Sebuah Curahan Hati TKI Syiria

NU Bogor - Sebuah cerita pendek

Panas hati membakar cuaca di siang hari ini. Aku tidak tahan dengan emosi yang aku miliki saat ini. Aku mencoba tenang, namun hatiku gundah dan marah. "Mak, aku menyesal" gumam hatiku yang paling dalam. Sudah hampir lima tahun aku pergi tanpa izin kepada Emak. Aku tau bagaimana perasaannya melihat kelakuan anak perempuan pertamanya yang tidak rasional ini. Dahulu sebelum aku pergi, ada seorang kawan yang mengajakku untuk berjihad di bumi "Syahid" yakni syiria. Aku yang kala itu memang bercita-cita pergi ke luar negeri, ingin sekali untuk dapat terbang ke syiria. Akhirnya aku rela meninggalkan ke-dua adikku yang masih memakan bangku Sekolah Dasar di kala itu. Aku juga meninggalkan seorang perempuan mulia yang telah mengandungku selama sembilan bulan lebih, merawatku sejak aku bayi hingga aku dewasa seperti saat ini. Dialah "Emak", orang yang selalu menyayangi dan mencintai aku sejak aku kecil. Dia yang selalu bekerja keras menafkahi kehidupan bersama anak-anaknya hingga tumbuh dengan sempurna. Sepeninggal Ayah, Emak memang menjadi tulang punggung keluarga. Selain karena aku kala itu masih bersekolah, adik-adikku juga masih terlalu kecil. Sehingga Emak putuskan untuk mondar-mandir bekerja sebagai tukang soto.
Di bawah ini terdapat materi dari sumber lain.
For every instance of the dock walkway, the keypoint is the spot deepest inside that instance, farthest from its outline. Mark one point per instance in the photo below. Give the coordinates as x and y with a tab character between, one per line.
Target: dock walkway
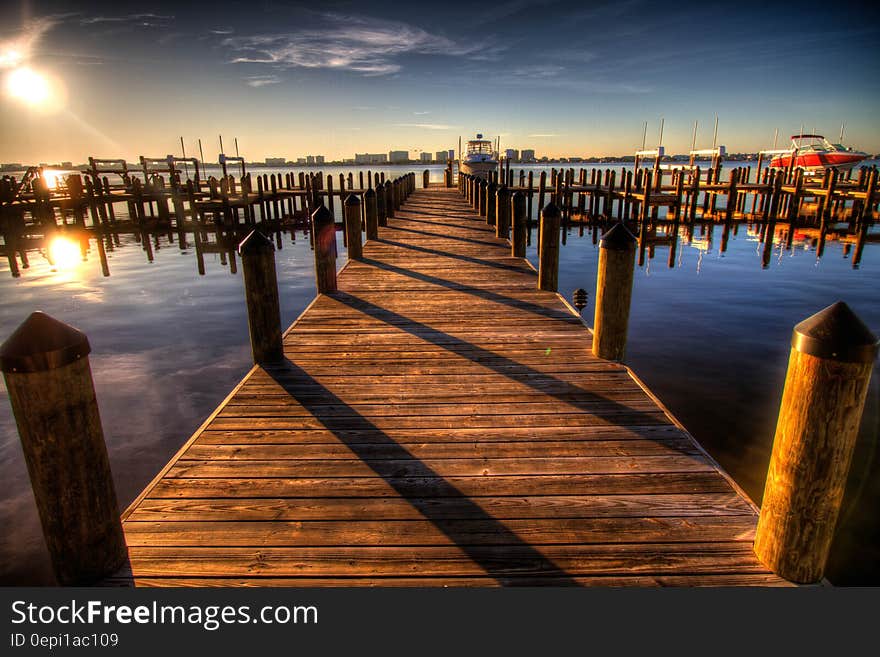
440	421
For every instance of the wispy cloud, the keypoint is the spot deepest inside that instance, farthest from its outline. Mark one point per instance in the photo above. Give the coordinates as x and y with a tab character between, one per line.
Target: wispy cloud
142	20
365	45
18	49
426	126
262	80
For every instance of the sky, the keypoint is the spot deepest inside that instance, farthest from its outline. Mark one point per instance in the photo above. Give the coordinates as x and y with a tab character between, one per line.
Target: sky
122	79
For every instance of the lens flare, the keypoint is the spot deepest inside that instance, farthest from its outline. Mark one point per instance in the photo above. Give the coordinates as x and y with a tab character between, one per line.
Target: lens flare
37	90
52	177
63	253
28	86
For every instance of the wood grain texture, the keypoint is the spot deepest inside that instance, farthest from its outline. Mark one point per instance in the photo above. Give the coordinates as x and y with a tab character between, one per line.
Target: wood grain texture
439	421
815	436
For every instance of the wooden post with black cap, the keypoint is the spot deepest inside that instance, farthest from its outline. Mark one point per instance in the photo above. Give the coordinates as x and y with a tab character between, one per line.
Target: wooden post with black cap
46	367
829	368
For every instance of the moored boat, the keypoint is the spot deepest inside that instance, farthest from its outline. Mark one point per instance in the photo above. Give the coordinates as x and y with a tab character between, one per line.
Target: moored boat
480	158
814	152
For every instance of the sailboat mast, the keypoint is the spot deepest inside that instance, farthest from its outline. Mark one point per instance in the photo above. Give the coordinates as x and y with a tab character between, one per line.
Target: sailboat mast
183	150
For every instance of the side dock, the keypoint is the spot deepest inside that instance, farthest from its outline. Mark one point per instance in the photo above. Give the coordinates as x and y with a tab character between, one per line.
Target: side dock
438	420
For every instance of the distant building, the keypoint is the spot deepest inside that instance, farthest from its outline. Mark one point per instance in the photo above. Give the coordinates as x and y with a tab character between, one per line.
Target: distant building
370	158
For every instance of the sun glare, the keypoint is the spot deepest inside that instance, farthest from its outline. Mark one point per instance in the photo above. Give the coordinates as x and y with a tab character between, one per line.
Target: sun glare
52	178
10	57
63	253
28	86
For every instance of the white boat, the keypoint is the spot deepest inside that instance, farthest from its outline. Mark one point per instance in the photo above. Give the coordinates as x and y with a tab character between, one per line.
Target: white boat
815	153
480	158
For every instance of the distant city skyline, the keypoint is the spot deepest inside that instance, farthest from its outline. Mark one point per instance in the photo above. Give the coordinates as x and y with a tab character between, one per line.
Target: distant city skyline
112	80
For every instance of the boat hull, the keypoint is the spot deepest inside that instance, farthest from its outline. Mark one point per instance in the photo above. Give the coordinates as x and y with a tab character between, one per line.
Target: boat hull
819	161
479	169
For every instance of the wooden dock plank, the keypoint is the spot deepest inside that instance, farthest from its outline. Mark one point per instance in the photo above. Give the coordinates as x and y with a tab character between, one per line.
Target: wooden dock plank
440	422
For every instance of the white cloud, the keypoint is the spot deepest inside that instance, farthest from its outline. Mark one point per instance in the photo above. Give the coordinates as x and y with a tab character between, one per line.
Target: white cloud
143	20
262	80
365	45
16	51
426	126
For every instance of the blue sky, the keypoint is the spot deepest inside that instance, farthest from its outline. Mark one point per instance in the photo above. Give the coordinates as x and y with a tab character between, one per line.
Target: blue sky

Kini setelah aku berada jauh darinya, aku merasa sangat menyesal. Aku merasa bahwa aku adalah seorang perempuan paling bodoh se-dunia. Bagaimana tidak? dahulu ketika aku ditawari oleh seorang temanku pergi "berjihad" ke syiria, dia menawariku dengan berjuta janji-janji manis seperti pekerjaan tetap, gaji besar yang tetap, juga dengan iming-iming besar lainnya yang tentu menggugah diriku untuk ikut terbang ke sana. Ternyata disini aku hanya dibodohi. Aku diperjual belikan secara tidak manusiawi, menjadi budak sana-sini, pemuas hasrat kaum lelaki. Ah, sungguh bodoh sekali aku ini. Coba saja dahulu aku menolak ajakannya, di Indonesia pasti aku sudah bekerja dan mampu membahagiakan Emak dan kedua adikku. Ah, ibarat nasi sudah jadi bubur, seperti pepatah mengatakan "Pulang malu tak pulang rindu" begitulah suasana hatiku saat ini. Aku sangat ingin pulang, bertemu dengan Emak serta kedua adikku, aku rindu kepada mereka. Aku ingin pulang, kembali menghirup udara segar dengan masyarakat yang damai di Indonesia.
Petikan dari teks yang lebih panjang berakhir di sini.